As I begin my transition to civilian life, I'm faced with finding a job for the first time in 21 years. Among the many other things I've learned about job searching, I've learned the importance of selling yourself. Actually, I've learned this lesson several times in life. As important of a lesson as it is, you'd think I'd remember it more often. But, like many other things in life, I get complacent and have to learn the lesson all over again. Just keep that between us, though. I am trying to present my best side here.
I used to think that selling yourself meant being arrogant and bragging a lot. It does require a bit of arrogance and bragging, but somewhere on a level between humble and an asshole.
I'm not huge on self recognition. Sure, I like getting credit for doing something, but I'm not all about the awards and stuff. Unfortunately the Air Force is all about awards and stuff. I had no problem submitting others for awards, but I never threw my own name into the hat. I just didn't feel special enough. Plus my airmen and co workers could use the recognition more than I could. This worked fine while I was in the low to mid-level ranks. Work performance dominated my annual evaluations, so all those awards were just desk decorations. Once I started competing for the higher ranks, however, being humble became a career killer.
I thought my work performance would speak for itself. This worked well when I had supervisors that worked close with me on a daily basis. When I began a job that was a special duty, I was assigned a Captain as a supervisor. She spoke with me once a year; to discuss my evaluation. My first year I was given a 4 out of 5 for the first time in 10 years (5 was the norm). Officers (her) rating on Enlisted (me) tend to be a bit more critical of our work, primarily because we do vastly different jobs. She pointed out a few things that was holding me back. I argued a few points, but agreed that I could improve.
The next year, I was supposed to be transferred to an Enlisted supervisor, but it never happened because the paperwork was never processed. So my yearly visit with my supervisor consisted of my annual evaluation again. And I received a 4 out of 5 again. (An aside: Getting a lower than 5 rating was especially insulting because I had to draft my own evaluations.) This time I was ready to fight for my 5. I argued about the markdowns on Leadership and Training because I helped others with jobs outside of my career field, and trained and mentored others. Her response was "If I had known that, I would have considered a higher score". I was livid because I was used to observant supervisors that noticed these subtleties. I felt it was the Captain's fault for not giving me a mid-term feedback and not properly observing or supervising me. After talking with my Senior Master Sergeant, I came to the realization that it was as much my fault as hers. I failed to sell myself and trumpet my achievements.
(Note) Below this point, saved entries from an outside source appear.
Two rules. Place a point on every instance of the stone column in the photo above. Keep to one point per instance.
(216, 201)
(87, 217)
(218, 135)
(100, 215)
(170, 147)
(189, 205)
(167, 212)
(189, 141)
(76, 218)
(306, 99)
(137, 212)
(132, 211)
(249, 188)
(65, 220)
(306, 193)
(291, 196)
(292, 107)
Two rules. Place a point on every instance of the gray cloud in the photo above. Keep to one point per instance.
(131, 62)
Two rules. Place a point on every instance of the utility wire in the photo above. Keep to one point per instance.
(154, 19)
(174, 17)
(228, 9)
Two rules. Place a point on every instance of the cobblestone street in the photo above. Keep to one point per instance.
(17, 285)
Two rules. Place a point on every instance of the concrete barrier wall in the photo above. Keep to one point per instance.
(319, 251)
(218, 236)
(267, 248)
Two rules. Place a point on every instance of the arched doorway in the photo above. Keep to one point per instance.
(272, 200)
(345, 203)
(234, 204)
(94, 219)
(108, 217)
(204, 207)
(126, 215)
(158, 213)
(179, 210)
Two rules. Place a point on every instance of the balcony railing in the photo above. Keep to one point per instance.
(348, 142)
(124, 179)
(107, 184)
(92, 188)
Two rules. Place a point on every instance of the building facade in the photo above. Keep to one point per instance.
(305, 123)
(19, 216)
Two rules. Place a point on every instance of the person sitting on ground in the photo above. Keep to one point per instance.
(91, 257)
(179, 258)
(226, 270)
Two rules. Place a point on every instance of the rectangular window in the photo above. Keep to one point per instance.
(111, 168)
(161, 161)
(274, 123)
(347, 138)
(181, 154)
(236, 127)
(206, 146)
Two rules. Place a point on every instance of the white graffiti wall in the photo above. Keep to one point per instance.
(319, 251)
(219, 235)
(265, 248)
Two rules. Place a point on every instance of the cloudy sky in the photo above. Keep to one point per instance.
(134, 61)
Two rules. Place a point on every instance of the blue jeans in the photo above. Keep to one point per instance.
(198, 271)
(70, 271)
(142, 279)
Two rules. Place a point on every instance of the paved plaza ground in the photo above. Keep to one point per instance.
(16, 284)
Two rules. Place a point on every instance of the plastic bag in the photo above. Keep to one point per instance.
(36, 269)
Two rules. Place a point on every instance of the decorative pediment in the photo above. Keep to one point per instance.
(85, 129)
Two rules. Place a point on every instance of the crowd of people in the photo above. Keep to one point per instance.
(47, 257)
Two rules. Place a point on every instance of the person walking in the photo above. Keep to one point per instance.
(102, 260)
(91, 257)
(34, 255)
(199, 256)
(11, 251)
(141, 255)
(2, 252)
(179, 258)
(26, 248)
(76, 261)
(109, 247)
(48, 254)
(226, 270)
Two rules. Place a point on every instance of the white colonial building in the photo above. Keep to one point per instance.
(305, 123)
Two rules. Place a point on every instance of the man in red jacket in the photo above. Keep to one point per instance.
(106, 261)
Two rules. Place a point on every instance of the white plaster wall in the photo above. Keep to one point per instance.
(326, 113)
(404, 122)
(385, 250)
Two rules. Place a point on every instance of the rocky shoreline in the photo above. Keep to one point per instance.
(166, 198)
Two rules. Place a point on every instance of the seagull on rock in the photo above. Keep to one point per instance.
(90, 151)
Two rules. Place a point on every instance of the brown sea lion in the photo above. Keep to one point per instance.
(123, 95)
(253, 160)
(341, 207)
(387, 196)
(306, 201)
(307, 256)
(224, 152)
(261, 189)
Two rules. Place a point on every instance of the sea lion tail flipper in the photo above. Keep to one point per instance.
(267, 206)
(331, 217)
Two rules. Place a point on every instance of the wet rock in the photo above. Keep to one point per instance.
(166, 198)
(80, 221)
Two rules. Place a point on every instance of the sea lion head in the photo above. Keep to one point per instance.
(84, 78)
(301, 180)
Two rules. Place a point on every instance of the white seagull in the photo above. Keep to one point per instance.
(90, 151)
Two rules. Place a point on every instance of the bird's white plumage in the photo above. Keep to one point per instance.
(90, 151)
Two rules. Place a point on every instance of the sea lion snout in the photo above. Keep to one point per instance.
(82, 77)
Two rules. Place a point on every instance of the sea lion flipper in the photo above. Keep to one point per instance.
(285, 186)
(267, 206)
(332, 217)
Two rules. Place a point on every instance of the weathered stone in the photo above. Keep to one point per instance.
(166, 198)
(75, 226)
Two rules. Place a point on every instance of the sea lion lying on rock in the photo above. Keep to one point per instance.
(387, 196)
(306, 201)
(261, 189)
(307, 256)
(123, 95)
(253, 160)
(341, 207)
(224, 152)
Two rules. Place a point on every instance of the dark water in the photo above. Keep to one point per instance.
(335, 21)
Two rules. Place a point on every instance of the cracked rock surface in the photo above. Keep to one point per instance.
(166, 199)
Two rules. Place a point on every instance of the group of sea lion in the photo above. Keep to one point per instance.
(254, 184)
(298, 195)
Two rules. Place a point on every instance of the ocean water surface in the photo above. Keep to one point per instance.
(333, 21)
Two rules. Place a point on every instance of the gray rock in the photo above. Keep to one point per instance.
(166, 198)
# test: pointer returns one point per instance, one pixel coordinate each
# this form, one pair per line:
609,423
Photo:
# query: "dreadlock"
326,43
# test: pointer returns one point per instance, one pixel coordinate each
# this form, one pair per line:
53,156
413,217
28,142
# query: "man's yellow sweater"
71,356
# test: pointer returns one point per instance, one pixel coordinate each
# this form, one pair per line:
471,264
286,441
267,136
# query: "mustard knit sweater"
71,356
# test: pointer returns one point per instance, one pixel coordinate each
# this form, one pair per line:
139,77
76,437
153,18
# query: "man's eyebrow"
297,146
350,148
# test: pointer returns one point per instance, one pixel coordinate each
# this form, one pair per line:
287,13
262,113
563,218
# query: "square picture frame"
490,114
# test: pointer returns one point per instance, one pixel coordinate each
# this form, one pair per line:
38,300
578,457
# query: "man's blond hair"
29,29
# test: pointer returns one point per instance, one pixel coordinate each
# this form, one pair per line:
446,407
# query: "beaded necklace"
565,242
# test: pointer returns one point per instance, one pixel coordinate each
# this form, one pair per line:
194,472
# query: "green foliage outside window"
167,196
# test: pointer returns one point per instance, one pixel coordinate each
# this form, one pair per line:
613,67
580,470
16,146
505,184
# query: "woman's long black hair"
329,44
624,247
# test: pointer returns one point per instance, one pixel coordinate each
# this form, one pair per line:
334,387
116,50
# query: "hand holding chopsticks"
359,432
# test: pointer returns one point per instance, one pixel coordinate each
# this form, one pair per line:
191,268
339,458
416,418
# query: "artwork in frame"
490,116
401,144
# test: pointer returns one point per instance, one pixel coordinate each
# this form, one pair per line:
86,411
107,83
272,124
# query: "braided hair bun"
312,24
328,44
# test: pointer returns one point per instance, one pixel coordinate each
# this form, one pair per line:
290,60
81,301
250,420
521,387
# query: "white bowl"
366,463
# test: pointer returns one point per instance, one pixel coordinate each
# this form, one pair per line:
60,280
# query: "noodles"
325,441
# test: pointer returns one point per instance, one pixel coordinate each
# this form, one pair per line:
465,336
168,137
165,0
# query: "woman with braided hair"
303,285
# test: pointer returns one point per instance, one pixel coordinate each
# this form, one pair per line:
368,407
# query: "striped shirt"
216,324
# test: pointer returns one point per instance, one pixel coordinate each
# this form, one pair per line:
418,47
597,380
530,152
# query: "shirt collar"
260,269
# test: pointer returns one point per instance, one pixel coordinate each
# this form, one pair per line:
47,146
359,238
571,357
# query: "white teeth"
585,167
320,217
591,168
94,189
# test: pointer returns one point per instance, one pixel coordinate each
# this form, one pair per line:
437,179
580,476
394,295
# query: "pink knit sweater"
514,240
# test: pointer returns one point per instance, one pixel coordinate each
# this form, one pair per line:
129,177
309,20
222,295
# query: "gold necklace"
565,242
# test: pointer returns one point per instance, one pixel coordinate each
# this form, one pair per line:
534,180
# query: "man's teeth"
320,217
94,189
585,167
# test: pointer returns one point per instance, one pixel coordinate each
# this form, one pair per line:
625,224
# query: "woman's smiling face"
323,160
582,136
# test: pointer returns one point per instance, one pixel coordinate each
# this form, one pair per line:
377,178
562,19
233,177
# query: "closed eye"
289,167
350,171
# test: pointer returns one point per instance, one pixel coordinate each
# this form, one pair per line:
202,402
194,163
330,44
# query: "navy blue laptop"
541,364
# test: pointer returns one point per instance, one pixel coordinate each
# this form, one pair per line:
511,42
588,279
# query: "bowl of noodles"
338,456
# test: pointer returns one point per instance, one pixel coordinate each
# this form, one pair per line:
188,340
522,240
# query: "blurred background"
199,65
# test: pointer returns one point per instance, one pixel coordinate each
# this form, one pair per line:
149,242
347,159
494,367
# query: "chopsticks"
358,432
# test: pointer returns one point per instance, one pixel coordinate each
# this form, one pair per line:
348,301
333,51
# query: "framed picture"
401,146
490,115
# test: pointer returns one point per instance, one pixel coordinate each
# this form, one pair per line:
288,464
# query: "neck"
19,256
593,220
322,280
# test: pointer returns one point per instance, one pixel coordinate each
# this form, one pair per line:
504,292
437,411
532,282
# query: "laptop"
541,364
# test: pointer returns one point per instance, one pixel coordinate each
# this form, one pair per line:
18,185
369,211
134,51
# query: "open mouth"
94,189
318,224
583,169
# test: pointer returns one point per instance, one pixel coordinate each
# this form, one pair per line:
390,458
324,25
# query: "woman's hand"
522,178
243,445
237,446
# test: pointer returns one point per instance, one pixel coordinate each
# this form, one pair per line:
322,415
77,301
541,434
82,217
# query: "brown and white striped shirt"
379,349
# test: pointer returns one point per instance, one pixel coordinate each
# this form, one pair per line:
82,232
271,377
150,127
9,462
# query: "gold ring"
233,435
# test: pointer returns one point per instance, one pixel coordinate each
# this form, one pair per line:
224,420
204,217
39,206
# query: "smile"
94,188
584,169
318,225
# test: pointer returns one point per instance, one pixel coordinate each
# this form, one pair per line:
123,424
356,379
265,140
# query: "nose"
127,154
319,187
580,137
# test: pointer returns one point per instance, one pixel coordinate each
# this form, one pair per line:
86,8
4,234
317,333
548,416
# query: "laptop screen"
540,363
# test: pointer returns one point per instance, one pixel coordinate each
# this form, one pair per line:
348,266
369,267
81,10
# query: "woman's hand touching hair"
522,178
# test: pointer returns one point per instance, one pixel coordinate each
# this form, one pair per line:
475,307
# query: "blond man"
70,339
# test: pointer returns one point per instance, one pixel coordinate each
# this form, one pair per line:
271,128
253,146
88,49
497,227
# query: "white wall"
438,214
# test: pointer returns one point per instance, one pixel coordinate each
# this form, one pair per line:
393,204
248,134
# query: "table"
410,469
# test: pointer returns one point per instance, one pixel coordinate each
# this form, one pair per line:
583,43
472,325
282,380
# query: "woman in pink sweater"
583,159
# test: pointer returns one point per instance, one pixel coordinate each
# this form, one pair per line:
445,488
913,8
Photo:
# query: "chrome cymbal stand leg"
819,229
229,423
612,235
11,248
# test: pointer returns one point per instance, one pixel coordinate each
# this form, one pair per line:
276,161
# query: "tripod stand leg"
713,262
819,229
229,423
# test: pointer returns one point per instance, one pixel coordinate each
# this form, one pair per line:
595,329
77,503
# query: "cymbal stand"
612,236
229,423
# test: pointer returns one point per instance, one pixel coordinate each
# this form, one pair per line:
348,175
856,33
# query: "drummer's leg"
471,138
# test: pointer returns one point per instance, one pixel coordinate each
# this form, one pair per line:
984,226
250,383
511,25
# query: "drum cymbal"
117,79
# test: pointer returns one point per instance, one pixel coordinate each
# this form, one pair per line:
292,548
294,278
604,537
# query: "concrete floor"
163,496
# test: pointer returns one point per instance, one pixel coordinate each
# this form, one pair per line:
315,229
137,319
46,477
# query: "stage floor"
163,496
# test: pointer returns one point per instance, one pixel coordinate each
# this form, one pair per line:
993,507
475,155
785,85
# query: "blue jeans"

Not long after, I found myself single again and re-entering the dating game. Once again, I humbly filled out on-line profiles and quietly went on dates expecting my brilliance to speak for itself. I quickly remembered my earlier lesson and made it a point to advertise myself, and all I had to offer. I tried not to sit back and wait to be asked for my accomplishments. I sold myself, and subsequently moved past the first date on more occasions.
Selling yourself is about advertisement. When you see a commercial on TV, you get bombarded with all that's awesome about that product. If they've done their job right, you'll want to either buy, or know more about it. The same goes for you. Most people aren't going to ask what's so great about you. You need to bombard them with awesome. And not just the best stuff. You'd be surprised at how many "little" things make a huge impact. You volunteered to help a friend move last week? No big deal, right? To a date, that could be worth more than that time you met Wayne Brady in an elevator.
Obviously, there is a time and place for advertising your accomplishments. You only need to sell yourself when there's something to sell. The cashier at Walmart could care less about how you saved your company $100K. You do have to remember to keep selling yourself, though. Once you've landed your job, or the second date, it's not time to cut back on advertising. If anything, it's more important to keep selling yourself so they don't face "buyer's remorse". That means mentioning that you helped Carole in Accounting with her Excel issues. It means saying something about cleaning the toilet even though you weren't asked. You can't rely on others to notice your accomplishments while you humbly keep your mouth closed. Yes, in an ideal world, this would happen, but in a what-have-you-done-for-me-lately society, you're only as good as your last accomplishment.
Now that I'm re-entering the workforce, I'm not going to wait for people to come for me. I'm selling myself and all I have to offer. I have to remember that even though I won over and married my wife, I need to point out the things I do to remind her of why she married me. If you stop advertising, then people will eventually turn their attention to something, or someone, that is.